David menggigit bagian dalam pipinya. Ketika berhasil
menahan amarahnya, ia memandang langsung ke mata Brianna dan berkata, “Aku
sudah mendapat dokumen yang ditandatangani oleh seorang hakim yang berkata
sebaliknya. Aku bukan laki-laki yang gampang tersulut amarah, tapi kalau kau
mengatakan itu satu kali lagi, aku akan marah. Maksudku, benar-benar marah.

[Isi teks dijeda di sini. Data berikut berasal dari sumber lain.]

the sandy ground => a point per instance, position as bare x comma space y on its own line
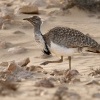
82, 87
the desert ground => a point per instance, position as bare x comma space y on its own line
21, 75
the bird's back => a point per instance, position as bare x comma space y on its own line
70, 38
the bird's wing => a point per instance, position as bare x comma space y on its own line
70, 38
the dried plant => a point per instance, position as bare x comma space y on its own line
95, 72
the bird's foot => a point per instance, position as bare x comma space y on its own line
44, 63
70, 74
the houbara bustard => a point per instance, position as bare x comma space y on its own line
62, 41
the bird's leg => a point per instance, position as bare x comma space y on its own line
69, 58
57, 61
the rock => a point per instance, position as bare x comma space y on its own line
54, 3
59, 13
12, 66
29, 9
36, 68
18, 32
4, 44
96, 95
44, 83
17, 50
71, 74
4, 64
24, 62
57, 72
7, 88
40, 3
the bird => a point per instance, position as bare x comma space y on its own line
62, 41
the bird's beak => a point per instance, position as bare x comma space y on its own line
26, 18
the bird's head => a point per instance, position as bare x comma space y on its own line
35, 20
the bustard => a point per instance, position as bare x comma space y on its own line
62, 41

Silakan menggangguku sesukamu, tapi jangan pernah lagi mengatakan kalau Daphne
bukan anakku.”
“Bagaimana kalau aku menolak pergi beramamu?” tantang
Brianna.
David mengangkat bahunya. “Kalau begitu, aku akan membawa
anakku pergi. Aku tidak pernah bilang kau harus ikut. Tinggallah di sini kalau
kau mau. Kau bisa berhubungan dengan Daphne melalui surat, dan kapan pun kau
berubah pikiran, aku akan membayar ongkos perjalanmu ke Denver.”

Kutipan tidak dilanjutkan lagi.